(Debuted July 22, 1989, Peaked #52, 9 Weeks on the Chart)
During the summer of 1989, I was still 16 years old and about to start my senior year of high school. And when it came to music, I was fairly open to stuff that took me away from the Top 40 material my girlfriend liked (yes, she was a fan of New Kids on the Block). My male friends liked hard rock, and when I was alone I tended to raid my parents' record collection for older material, listened to different radio stations and late at night I watched 120 Minutes and Post Modern on MTV. Those shows introduced me to this song.
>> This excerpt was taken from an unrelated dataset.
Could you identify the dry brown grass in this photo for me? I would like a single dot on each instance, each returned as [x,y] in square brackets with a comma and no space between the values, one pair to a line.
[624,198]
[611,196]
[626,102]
Kicking off with an acoustic guitar, the thing about the song that made me take notice was the lyric about getting through college and how it seemed (at least to my own ears) to be saying that it was all a formality. I was considering college at the time and that lines "I spent four years prostrate to the higher mind, got my paper and I was free" scared me a little
Today, I'm well beyond the college years (and served in the military before I went to the State U. of New York) and understand that the song continued beyond that. Now I see the song as a message that life is a series of roads, and everybody needs to navigate their own. The key lyric for me now is "there's more than one answer to these questions pointing me in a crooked line," and there really is no definitive "doctor," "mountain," "fountain" or anything that will provide one. That's what the song means to me now: Life is a journey, and you need to set your own course.